Form one the 4th conductive through hole in the 2nd chip, the 4th conductive through hole is through the 2nd chip, the 4th conductive through hole comprises one the 11st contact and one the 12nd contact, the 11st contact is positioned at the 1st side of the 2nd chip, the 12nd contact is positioned at the 2nd side of the 2nd chip, and the 11st contact and the 12nd contact are partly or entirely overlapping in the vertical direction of the 2nd chip;

Form 1st side of one the 13rd contact, the 13rd contact and the 11st contact conducting in the 2nd chip;

Form 2nd side of one the 14th contact in the 2nd chip, the 14th contact and the 10th contact conducting, and the 14th contact and the 13rd contact are partly or entirely overlapping in the vertical direction of the 2nd chip;

Form 1st side of one the 15th contact, the 15th contact and the 9th contact conducting in the 2nd chip; And

Form 2nd side of one the 16th contact in the 2nd chip, the 16th contact and the 12nd contact conducting, and the 16th contact and the 15th contact are partly or entirely overlapping in the vertical direction of the 2nd chip.
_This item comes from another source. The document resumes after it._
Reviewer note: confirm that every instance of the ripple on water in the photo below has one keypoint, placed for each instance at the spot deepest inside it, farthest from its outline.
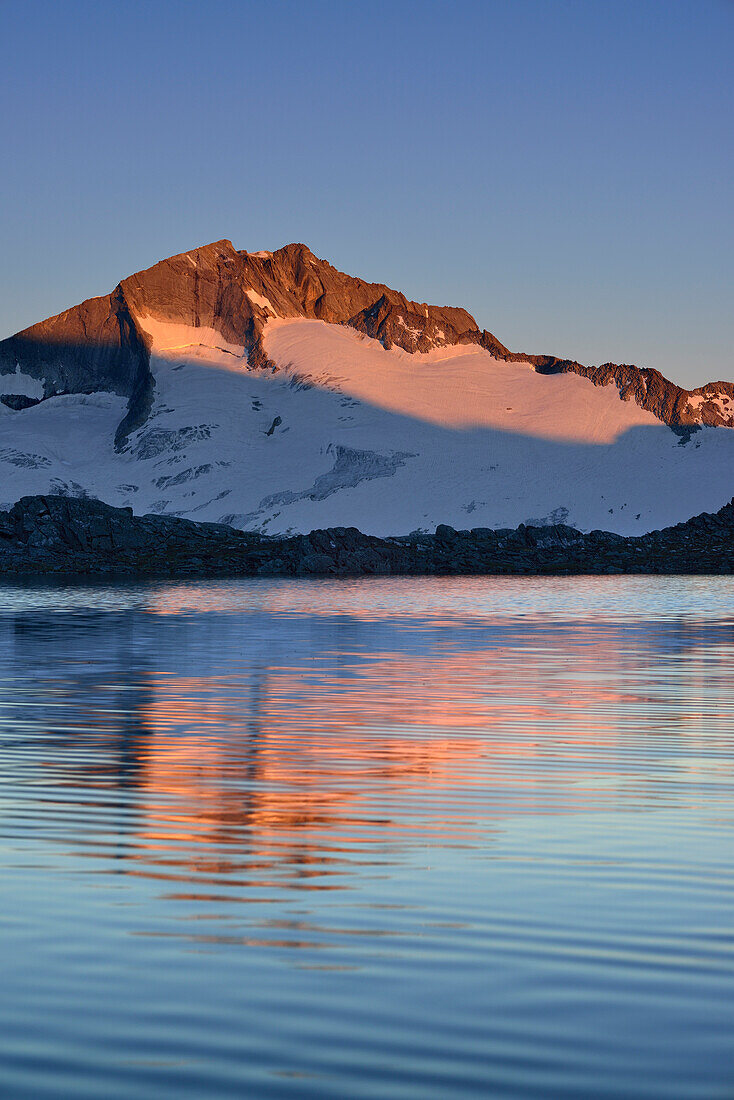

16. the layout method of chip according to claim 15 is characterized in that, more comprises:

Form one the 1st conductive projection between the 1st side of the 2nd side of the 1st chip and the 2nd chip, use making the 2nd contact and the 9th contact conducting.

17. the layout method of chip according to claim 16 is characterized in that, more comprises:

Form one the 2nd conductive projection between the 1st side of the 2nd side of the 1st chip and the 2nd chip, use making the 4th contact and the 16th contact conducting, the 6th contact and the 13rd contact conducting or the 8th contact and the 15th contact conducting.

18. the layout method of chip according to claim 15 is characterized in that, more comprises:

Form one the 1st conductive projection between the 1st side of the 2nd side of the 1st chip and the 2nd chip, use making the 6th contact and the 13rd contact conducting.

19. the layout method of chip according to claim 18 is characterized in that, more comprises:

Form one the 2nd conductive projection between the 1st side of the 2nd side of the 1st chip and the 2nd chip, use making the 8th contact and the 15th contact conducting.